AI Developments: Legal Disputes, New Apps, and Innovative Models

AI : AI Developments: Legal Disputes, New Apps, and Innovative Models

In a legal dispute before a California court, attorneys for several prominent US authors accuse Meta CEO Mark Zuckerberg of personally approving the use of pirated content for training Meta’s AI models. According to recently released court documents, the AI team reportedly received permission to use data from LibGen for training the Llama models after “escalating to MZ.” Initially, Meta developers expressed concerns about using the data on company laptops. Meta is also accused of deliberately removing copyright notices from e-books and scientific articles from LibGen, presumably to avoid indications of copyrighted material in AI responses. Developers even had to upload protected material themselves to gain access to file-sharing platforms.

In the ongoing legal case (Kadrey et al. v. Meta Platforms, Inc.), US authors Sarah Silverman, Richard Kadrey, and Christopher Golden are suing Meta for the illegal use of their books for AI training. While the court dismissed most allegations in September 2023, the accusation of copyright infringement through AI training remains. Meta has not yet responded to inquiries about this issue.

OpenAI, Google, and other AI companies have found a new way to acquire training material: they buy unpublished video content directly from content creators. The companies pay between one and four dollars per minute, with high-quality 4K footage and special shots like drone videos or 3D animations in high demand. Ordinary, unused material from YouTube, Instagram, or TikTok is paid one to two dollars per minute.

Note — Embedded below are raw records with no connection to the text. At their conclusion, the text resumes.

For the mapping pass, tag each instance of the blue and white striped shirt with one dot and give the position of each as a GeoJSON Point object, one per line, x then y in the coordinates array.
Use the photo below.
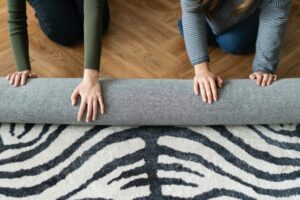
{"type": "Point", "coordinates": [272, 25]}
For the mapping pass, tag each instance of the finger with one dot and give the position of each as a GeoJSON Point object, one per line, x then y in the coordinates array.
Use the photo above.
{"type": "Point", "coordinates": [214, 89]}
{"type": "Point", "coordinates": [89, 111]}
{"type": "Point", "coordinates": [81, 109]}
{"type": "Point", "coordinates": [23, 79]}
{"type": "Point", "coordinates": [203, 92]}
{"type": "Point", "coordinates": [12, 79]}
{"type": "Point", "coordinates": [32, 75]}
{"type": "Point", "coordinates": [220, 82]}
{"type": "Point", "coordinates": [95, 110]}
{"type": "Point", "coordinates": [17, 80]}
{"type": "Point", "coordinates": [101, 102]}
{"type": "Point", "coordinates": [265, 79]}
{"type": "Point", "coordinates": [270, 80]}
{"type": "Point", "coordinates": [74, 96]}
{"type": "Point", "coordinates": [258, 79]}
{"type": "Point", "coordinates": [8, 76]}
{"type": "Point", "coordinates": [196, 88]}
{"type": "Point", "coordinates": [208, 91]}
{"type": "Point", "coordinates": [252, 76]}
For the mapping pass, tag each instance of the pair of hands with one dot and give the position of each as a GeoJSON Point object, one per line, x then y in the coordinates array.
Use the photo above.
{"type": "Point", "coordinates": [206, 83]}
{"type": "Point", "coordinates": [89, 90]}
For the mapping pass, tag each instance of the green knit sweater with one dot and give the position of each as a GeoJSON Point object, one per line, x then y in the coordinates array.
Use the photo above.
{"type": "Point", "coordinates": [92, 33]}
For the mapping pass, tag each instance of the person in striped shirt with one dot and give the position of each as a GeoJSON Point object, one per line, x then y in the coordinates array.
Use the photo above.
{"type": "Point", "coordinates": [239, 27]}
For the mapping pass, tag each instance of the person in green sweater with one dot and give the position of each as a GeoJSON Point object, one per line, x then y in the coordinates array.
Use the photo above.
{"type": "Point", "coordinates": [64, 22]}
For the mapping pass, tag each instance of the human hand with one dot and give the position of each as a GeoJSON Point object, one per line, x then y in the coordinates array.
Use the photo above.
{"type": "Point", "coordinates": [262, 78]}
{"type": "Point", "coordinates": [90, 91]}
{"type": "Point", "coordinates": [207, 83]}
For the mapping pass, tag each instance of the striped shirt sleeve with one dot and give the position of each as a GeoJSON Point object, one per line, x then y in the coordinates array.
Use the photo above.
{"type": "Point", "coordinates": [195, 33]}
{"type": "Point", "coordinates": [272, 25]}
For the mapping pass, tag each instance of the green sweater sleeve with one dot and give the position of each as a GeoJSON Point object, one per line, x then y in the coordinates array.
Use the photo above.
{"type": "Point", "coordinates": [18, 33]}
{"type": "Point", "coordinates": [93, 13]}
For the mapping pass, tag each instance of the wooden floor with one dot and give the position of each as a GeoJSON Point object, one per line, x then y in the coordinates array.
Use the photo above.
{"type": "Point", "coordinates": [143, 42]}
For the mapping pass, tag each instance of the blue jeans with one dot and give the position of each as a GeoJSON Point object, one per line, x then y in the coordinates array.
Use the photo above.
{"type": "Point", "coordinates": [62, 20]}
{"type": "Point", "coordinates": [239, 39]}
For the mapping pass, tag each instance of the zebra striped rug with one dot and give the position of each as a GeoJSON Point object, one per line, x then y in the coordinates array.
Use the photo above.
{"type": "Point", "coordinates": [206, 162]}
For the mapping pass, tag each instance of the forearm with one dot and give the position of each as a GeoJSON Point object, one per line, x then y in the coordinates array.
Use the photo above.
{"type": "Point", "coordinates": [195, 33]}
{"type": "Point", "coordinates": [92, 33]}
{"type": "Point", "coordinates": [272, 27]}
{"type": "Point", "coordinates": [18, 33]}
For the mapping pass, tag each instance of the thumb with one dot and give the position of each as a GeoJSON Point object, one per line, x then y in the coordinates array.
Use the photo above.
{"type": "Point", "coordinates": [74, 96]}
{"type": "Point", "coordinates": [220, 82]}
{"type": "Point", "coordinates": [252, 76]}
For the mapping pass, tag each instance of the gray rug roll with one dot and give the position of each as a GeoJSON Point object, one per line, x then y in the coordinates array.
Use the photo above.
{"type": "Point", "coordinates": [153, 102]}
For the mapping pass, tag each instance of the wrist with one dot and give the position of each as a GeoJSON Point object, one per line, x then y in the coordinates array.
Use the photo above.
{"type": "Point", "coordinates": [202, 67]}
{"type": "Point", "coordinates": [90, 75]}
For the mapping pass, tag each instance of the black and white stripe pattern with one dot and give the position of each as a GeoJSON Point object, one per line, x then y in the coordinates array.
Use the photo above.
{"type": "Point", "coordinates": [205, 162]}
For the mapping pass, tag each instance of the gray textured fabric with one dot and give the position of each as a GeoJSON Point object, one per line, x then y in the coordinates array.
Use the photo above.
{"type": "Point", "coordinates": [153, 102]}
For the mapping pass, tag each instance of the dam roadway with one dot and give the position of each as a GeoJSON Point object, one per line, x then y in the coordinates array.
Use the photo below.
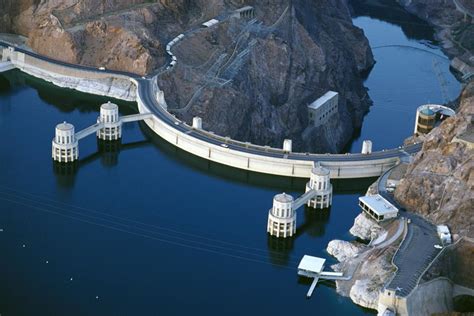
{"type": "Point", "coordinates": [209, 146]}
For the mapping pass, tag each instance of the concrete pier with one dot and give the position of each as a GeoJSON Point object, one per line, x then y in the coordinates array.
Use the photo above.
{"type": "Point", "coordinates": [197, 122]}
{"type": "Point", "coordinates": [287, 145]}
{"type": "Point", "coordinates": [367, 147]}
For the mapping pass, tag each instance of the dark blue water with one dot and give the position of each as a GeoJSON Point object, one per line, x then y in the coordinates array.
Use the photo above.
{"type": "Point", "coordinates": [141, 228]}
{"type": "Point", "coordinates": [410, 70]}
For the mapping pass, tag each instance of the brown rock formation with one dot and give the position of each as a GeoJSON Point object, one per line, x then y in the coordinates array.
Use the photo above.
{"type": "Point", "coordinates": [311, 49]}
{"type": "Point", "coordinates": [439, 184]}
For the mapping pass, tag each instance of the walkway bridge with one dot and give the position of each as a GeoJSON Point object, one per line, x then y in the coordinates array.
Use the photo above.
{"type": "Point", "coordinates": [6, 66]}
{"type": "Point", "coordinates": [205, 144]}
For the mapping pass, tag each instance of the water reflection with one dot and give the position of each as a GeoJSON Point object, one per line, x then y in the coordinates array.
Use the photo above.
{"type": "Point", "coordinates": [108, 153]}
{"type": "Point", "coordinates": [65, 100]}
{"type": "Point", "coordinates": [390, 11]}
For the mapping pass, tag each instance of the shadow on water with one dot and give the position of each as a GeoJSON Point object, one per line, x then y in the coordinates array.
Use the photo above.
{"type": "Point", "coordinates": [67, 100]}
{"type": "Point", "coordinates": [64, 99]}
{"type": "Point", "coordinates": [391, 12]}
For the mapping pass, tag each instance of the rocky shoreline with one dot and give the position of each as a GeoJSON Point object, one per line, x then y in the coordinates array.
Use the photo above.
{"type": "Point", "coordinates": [453, 30]}
{"type": "Point", "coordinates": [293, 58]}
{"type": "Point", "coordinates": [439, 186]}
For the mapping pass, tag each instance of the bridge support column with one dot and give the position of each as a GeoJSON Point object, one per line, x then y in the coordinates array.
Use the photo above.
{"type": "Point", "coordinates": [367, 147]}
{"type": "Point", "coordinates": [320, 182]}
{"type": "Point", "coordinates": [282, 217]}
{"type": "Point", "coordinates": [65, 147]}
{"type": "Point", "coordinates": [109, 116]}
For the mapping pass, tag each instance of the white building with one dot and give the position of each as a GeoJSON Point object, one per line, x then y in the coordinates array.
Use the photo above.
{"type": "Point", "coordinates": [428, 116]}
{"type": "Point", "coordinates": [323, 108]}
{"type": "Point", "coordinates": [377, 207]}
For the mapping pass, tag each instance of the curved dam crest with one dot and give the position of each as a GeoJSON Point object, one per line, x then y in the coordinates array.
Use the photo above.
{"type": "Point", "coordinates": [150, 99]}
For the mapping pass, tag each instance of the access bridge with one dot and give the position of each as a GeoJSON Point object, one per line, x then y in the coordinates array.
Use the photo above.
{"type": "Point", "coordinates": [207, 145]}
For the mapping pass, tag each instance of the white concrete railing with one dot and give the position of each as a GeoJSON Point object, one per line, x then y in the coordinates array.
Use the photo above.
{"type": "Point", "coordinates": [257, 162]}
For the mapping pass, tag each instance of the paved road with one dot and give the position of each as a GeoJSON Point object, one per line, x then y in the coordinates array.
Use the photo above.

The companies work with specialized licensing firms like Troveo AI and Calliope Networks. According to Troveo, they have already paid over five million dollars to creators. Marty Pesis, co-founder and CEO of Troveo, told Bloomberg that all companies developing video models are either already working with them or are in the pipeline. Dan Levitt from the Wasserman agency sees a competitive race for video material among companies. He predicts a window for lucrative licensing opportunities in the coming years, but it won’t stay open forever.

Elon Musk’s AI startup xAI has released its Grok app for iOS in the US. The free app is based on the Grok 2 language model and allows for questions, image generation, and photo analysis. Grok uses current Twitter and web data for its responses. The app is currently only available in the US for iOS. The announced Grok 3 model is reportedly in beta testing and is expected to be released in the coming weeks.

AMD and Johns Hopkins University have developed a new AI framework called Agent Laboratory. This open-source tool is designed to support scientists in their research work by combining human creativity with AI-driven workflows. Agent Laboratory operates in three main phases: a PhD agent first conducts a literature review on a human-specified topic and collects relevant research papers via the arXiv API. Then, PhD and postdoc agents create a detailed research plan. An ML-engineer agent implements and conducts the experiments. Finally, the agents summarize the results in an academic report.

In tests, the o1-preview model within the framework performed best in terms of clarity and relevance. The cost per research paper was nearly 13 US dollars with o1-preview, while it was just over 2 US dollars with GPT-4o. Weaknesses included inaccurate self-assessments by the AI and the risk of hallucinations. Additionally, machine evaluations overestimated the quality compared to human reviewers.

Stability AI has introduced the SPAR3D model at CES in collaboration with Nvidia. This 3D reconstruction tool can generate complete 3D objects from a single image in less than a second. SPAR3D also allows for direct editing of the generated point clouds, which can be converted into finished 3D meshes in just 0.3 seconds. The system is designed for PCs with Nvidia RTX graphics cards. The model is available for free under the Stability AI Community License. Only organizations with annual revenues over one million dollars require an enterprise license.